My favorite implementation is "scene by scene" storage. In that case, you don't store the entire match, but only important parts separated as "scenes". For example for my suggestion, you'd only need to store an array of 2: [attacking_side, Position].
In that case first picture: [0,11] .. meaning home team, LM Position.
2nd picture: [0,25] Home team, FR Position,
3rd picture: [1,23] Away team, FC Position.
For keeper, it would be [x,0]
I checked the match reports and there are max 40 cases you might need this. And that's it, the whole data you'd need, an extra 40*8=320 bytes per match to implement this example.
You also store 3 images: Field, Home arrow, and Away arrow.
Then client HTML takes care of positioning.
For more complicated viewings, I'd suggest using cases. For example, I've noticed that there are about 15 different attacks in this game. Again, you don't store the actual action but only the type of that attack as an array
action_Array(ID1, ID2, ID3, ID4, D1, D2, K1, typeID)

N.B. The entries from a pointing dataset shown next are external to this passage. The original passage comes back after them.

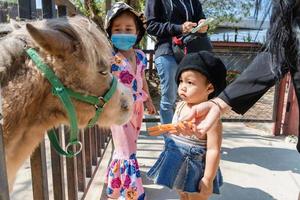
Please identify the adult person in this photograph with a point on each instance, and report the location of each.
(166, 19)
(282, 55)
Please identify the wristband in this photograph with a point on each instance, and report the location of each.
(216, 103)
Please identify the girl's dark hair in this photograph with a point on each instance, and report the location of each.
(139, 23)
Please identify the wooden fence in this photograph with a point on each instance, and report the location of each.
(80, 170)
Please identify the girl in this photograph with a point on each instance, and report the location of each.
(125, 29)
(189, 162)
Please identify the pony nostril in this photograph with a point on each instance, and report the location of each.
(124, 105)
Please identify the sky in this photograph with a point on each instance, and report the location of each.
(38, 3)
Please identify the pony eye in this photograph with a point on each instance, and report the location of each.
(104, 73)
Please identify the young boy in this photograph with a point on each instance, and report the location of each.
(189, 163)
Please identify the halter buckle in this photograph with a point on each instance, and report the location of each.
(71, 144)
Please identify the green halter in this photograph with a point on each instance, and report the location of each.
(65, 94)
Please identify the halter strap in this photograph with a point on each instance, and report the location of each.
(65, 94)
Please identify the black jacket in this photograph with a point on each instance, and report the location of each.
(165, 18)
(254, 82)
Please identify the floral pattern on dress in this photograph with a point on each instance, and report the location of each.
(122, 69)
(124, 176)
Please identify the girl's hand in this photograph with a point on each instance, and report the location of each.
(185, 128)
(150, 107)
(206, 188)
(188, 26)
(204, 28)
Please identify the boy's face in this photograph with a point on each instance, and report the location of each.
(194, 87)
(125, 23)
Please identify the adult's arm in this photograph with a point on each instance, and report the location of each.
(157, 25)
(251, 85)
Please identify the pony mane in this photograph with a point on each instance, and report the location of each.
(283, 37)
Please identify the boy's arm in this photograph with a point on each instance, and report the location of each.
(214, 140)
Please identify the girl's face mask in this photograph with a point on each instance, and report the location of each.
(123, 41)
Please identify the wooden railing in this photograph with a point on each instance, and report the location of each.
(4, 194)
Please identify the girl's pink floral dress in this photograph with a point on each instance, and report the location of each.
(123, 175)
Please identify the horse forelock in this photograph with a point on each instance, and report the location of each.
(283, 37)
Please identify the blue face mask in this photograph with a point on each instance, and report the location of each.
(123, 41)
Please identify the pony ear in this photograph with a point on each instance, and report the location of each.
(15, 25)
(53, 41)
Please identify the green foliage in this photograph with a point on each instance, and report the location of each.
(226, 10)
(10, 1)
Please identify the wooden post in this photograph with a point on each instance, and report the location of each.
(94, 146)
(279, 106)
(107, 5)
(62, 11)
(71, 171)
(4, 192)
(81, 169)
(48, 9)
(58, 170)
(27, 9)
(291, 119)
(39, 173)
(88, 152)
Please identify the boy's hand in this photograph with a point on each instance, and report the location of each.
(150, 107)
(204, 28)
(188, 26)
(206, 188)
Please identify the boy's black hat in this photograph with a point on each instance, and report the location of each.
(208, 65)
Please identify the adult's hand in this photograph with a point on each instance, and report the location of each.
(205, 115)
(204, 28)
(188, 26)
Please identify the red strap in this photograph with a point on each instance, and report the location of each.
(177, 41)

Where ID1-4 are the IDs of attacking players, D1-D2 defending players, K1 is the keeper and typeID is the type of attack (Winger crosses, freekick, cornerkick_farpost etc) and the client HTML uses this data to display the scene by pre-recorded animation engine.
Obviously, despite the huge data storage and speed efficiency advantage, this can get a little repetitive over time.